Oil prices fell for a second straight session as weak economic prospects for China, the world's largest importer of crude, continued to roil the market.
Brent crude was trading near $74 a barrel, after losing more than 2% on Friday, while West Texas Intermediate crude approached $70.
Data over the weekend showed weak inflation in China in October, while factory-delivery prices fell again. That came after Beijing unveiled a debt swap plan on Friday to support the economy but stopped short of unleashing new stimulus, disappointing investors.
Crude oil traders were assessing the outlook for global demand in 2025, as well as the implications of Donald Trump's election as president and tensions between Israel and Iran.
With a surplus widely expected next year, investors will get a host of influential forecasts this week, starting with OPEC's outlook on Tuesday.
fair value
“The oil market has reached a fair value and is incredibly comfortable at $70,” said Chris Weston, head of research at Pepperstone Group. “We have the risk of the US election, which could impact the growth outlook, but we don’t expect that battle to impact this week.”
Price differentials show that physical market strength is waning.
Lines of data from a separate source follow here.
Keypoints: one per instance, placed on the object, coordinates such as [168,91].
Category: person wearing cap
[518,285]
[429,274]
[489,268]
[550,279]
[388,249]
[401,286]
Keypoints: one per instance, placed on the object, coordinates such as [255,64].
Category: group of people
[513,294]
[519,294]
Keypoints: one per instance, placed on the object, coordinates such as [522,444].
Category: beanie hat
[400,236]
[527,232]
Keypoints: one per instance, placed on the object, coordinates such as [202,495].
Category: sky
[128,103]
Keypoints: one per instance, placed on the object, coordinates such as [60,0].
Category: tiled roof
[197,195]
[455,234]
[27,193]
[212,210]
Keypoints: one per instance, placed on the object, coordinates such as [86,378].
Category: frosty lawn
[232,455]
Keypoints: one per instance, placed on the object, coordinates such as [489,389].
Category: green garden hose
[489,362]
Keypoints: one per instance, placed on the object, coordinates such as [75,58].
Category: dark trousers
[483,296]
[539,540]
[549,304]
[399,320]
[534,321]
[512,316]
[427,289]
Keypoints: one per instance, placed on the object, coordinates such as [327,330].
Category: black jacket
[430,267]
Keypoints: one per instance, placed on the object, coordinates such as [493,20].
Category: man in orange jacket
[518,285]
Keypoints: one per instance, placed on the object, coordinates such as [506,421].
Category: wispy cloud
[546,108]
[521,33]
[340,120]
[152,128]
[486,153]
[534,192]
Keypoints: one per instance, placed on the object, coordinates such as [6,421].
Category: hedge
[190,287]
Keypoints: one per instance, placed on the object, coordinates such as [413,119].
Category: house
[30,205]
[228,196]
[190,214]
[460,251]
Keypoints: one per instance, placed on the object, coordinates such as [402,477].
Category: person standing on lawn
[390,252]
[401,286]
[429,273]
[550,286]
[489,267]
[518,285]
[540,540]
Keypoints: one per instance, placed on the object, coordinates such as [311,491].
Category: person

While Brent’s spot spread, the gap between its two nearest contracts, remains in a backwardation structure, the spread is narrowing, to 28 cents a barrel from 44 cents a month ago.
Following OPEC’s forecasts, the US Energy Information Administration will release its short-term outlook on Wednesday, followed by the International Energy Agency the following day. In its latest report, OPEC lowered its demand forecast.